For the Local Situationer, Rolan Jon G. Bulao, Director of Partido Institute of Economics, Partido State University, delivered the local economic and political landscape of Camarines Sur through his presentation “Ini an Camarines Sur: The Local Socio-Political and Economic Situation.”
Bulao highlighted the economic picture of the province by discussing the Regional Economic Activity, citing the drop in the Gross Domestic Product (GDP) in the region by 8.2 % during the surge of the pandemic, and the closure of some industries due to restrictions. He also noted that in 2019 the province ranked 49th among the provinces of the country, registering “Medium Human Development” in the Human Development Index, a tool used in monitoring a person’s literacy, life expectancy and per capita income.
Bulao emphasized that the unemployment rate in Camarines Sur increased by 8.9 % on average during the pandemic due to the lockdowns and decrease of demand from certain industries. He also said that the increase in poverty incidence among families in the province grew from 19.3% in 2018 to 34.6% in 2021. He notes that those who suffer in poverty come from the marginalized sectors, particularly the farmers and fisherfolks.
In terms of pandemic response, Bulao underscored that the Bicol Region has a vaccination rate of 55.68%, which is still under the 70-80% needed for herd immunity, which would bring positive impact on the local economy by improving mobility.
For the political landscape, Bulao discussed the impact of presidential aspirant, Vice-President Leni Robredo, on the political picture in Camarines Sur. Unlike in other countries wherein a two-party system is observed, Philippine elections consist of multiple parties fielding candidates in electoral posts; however, opposing local parties and politicians in the province, even those vying for the same post, have endorsed Robredo’s run for the presidency. However, he also pointed out that there are certain politicians within the province and region who have aligned themselves with the candidacy of Ferdinand Marcos Jr., thus challenging the “Solid Leni Bicol” mantra.
Bulao concluded his presentation by encouraging the participants to do their part as citizens of the country for its betterment and advancement.
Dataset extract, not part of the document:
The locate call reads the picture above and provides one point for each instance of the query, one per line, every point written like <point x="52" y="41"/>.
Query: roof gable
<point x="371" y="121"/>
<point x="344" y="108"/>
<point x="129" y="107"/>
The OSA invited Renne Gumba, Chief of the Naga City Public Safety Office and Atty. Ma. Carmela Peña, Director of the ADNU Ignatian Legal Apostolate Office to be the reactors during the open forum, followed by the “Question and Answer” segment with the participants, who asked questions pertaining to the upcoming elections, certain candidates, issues regarding corruption, and the like. Dr. Marshal Q. Murillo, Deputy Director of ADNU Center for Local Governance, served as the emcee and moderator of the webinar.